No dia 09 de março de 1997, por volta de 12h30, o acusado efetuou disparos contra as vítimas no momento que elas estavam jogando bilhar em um bar, na Quadra 605 do Recanto das Emas. Segundo a denúncia, o homem agiu de forma livre, consciente e com vontade de matar. A motivação dos crimes teria sido vingança, já que Cesar suspeitava que as vítimas tivessem invadido sua residência e furtado vários bens.
Ao dosar as penas, a juíza responsável pelo júri esclareceu: “No caso, embora os delitos de homicídio consumado tenham decorrido de uma única ação, desdobrada em atos distintos e singulares, observa-se que o acusado possuía em relação a cada um dos delitos desígnio criminoso autônomo. Dessa forma, configura-se o concurso formal impróprio de crimes, nos termos do artigo 70, última parte, do Código Penal, razão pela qual efetuo o somatório das penas aplicadas a esses dois delitos, tornando a reprimenda corporal definitiva em 30 anos de reclusão”.
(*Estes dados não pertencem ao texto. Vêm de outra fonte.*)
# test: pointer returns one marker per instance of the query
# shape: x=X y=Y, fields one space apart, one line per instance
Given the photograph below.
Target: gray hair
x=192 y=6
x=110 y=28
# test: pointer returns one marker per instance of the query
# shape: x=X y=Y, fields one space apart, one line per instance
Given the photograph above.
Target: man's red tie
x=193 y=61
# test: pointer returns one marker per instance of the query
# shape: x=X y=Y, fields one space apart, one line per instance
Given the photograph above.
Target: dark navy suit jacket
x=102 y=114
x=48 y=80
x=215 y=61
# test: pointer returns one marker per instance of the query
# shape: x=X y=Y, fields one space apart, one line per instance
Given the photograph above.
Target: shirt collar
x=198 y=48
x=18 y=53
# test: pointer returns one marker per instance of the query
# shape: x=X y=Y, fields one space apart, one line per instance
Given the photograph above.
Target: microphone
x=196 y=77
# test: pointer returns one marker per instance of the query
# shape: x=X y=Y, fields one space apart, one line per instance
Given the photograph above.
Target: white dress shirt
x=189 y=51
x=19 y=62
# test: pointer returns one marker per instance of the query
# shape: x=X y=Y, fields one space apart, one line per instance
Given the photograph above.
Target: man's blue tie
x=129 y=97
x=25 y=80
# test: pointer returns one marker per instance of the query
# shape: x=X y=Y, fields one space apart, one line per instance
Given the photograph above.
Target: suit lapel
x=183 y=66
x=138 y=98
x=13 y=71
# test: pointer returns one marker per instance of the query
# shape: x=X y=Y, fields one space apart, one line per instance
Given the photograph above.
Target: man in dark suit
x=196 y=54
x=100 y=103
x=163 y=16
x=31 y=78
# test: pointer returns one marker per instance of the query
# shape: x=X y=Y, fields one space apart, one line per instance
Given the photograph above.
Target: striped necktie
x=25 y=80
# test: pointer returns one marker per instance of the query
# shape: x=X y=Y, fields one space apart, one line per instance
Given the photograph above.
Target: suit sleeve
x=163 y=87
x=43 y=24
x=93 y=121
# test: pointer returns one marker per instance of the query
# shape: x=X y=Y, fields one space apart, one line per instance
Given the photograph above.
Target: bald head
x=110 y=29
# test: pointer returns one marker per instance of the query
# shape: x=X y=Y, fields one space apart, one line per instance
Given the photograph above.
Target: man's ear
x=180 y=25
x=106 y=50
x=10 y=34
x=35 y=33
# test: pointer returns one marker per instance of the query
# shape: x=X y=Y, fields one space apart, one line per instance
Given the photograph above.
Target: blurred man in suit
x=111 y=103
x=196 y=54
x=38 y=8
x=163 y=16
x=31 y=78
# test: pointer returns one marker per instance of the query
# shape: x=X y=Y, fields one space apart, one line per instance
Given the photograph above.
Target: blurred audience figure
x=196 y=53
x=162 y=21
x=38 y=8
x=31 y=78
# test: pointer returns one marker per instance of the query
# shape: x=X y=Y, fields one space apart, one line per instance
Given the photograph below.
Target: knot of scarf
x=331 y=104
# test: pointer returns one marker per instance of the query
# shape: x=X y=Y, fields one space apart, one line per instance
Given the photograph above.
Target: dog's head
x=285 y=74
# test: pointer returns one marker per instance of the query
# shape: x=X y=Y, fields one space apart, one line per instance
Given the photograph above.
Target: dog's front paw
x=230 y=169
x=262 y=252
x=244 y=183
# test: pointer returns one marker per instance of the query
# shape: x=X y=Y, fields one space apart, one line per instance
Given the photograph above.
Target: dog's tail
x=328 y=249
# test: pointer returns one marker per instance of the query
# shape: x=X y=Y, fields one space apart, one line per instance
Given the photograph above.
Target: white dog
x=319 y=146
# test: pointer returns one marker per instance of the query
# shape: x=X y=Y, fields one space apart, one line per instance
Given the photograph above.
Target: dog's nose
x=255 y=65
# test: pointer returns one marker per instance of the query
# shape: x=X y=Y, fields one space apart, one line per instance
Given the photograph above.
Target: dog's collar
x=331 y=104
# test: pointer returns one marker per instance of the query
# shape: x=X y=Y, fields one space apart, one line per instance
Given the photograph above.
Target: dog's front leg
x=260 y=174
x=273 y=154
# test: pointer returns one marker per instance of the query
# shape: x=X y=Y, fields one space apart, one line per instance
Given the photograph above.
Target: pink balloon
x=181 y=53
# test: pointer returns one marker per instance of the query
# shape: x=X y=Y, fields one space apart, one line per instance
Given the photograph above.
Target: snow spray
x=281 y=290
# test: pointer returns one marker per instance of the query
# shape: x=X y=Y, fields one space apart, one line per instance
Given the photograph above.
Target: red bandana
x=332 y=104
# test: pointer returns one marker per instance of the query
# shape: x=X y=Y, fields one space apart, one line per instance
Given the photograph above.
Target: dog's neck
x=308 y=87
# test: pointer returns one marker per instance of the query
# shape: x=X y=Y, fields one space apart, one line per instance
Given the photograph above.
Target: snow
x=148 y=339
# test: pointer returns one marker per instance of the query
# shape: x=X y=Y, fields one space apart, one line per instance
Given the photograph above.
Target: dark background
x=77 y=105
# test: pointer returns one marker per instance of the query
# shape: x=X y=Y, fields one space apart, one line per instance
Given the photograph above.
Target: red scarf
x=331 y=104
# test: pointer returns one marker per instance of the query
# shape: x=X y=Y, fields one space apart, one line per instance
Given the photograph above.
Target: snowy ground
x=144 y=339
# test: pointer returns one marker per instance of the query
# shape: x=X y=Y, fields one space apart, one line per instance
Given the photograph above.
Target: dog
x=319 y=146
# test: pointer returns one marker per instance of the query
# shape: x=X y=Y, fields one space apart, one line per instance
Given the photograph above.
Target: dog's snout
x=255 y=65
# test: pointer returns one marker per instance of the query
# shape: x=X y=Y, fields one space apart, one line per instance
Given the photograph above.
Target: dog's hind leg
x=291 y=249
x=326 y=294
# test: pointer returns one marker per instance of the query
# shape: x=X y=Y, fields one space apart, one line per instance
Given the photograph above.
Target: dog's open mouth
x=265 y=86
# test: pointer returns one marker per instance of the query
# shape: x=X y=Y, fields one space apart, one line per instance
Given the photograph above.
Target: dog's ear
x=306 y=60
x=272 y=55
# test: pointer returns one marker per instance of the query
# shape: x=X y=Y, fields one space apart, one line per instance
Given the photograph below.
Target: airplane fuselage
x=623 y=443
O réu não terá direito a recorrer da sentença em liberdade, pois, “à vista da sua presumida periculosidade, extraída, em especial, da gravidade concreta do crime e do fato de o acusado ter contra si duas condenações penais por homicídios praticados em data anterior aos fatos aqui apurados, o que demonstra que ele não teve freios em sua escalada delitiva e que a prisão será proveitosa para impedir que, solto, volte a praticar condutas delitivas gravíssimas, como a que foi tratada neste feito”, concluiu a magistrada.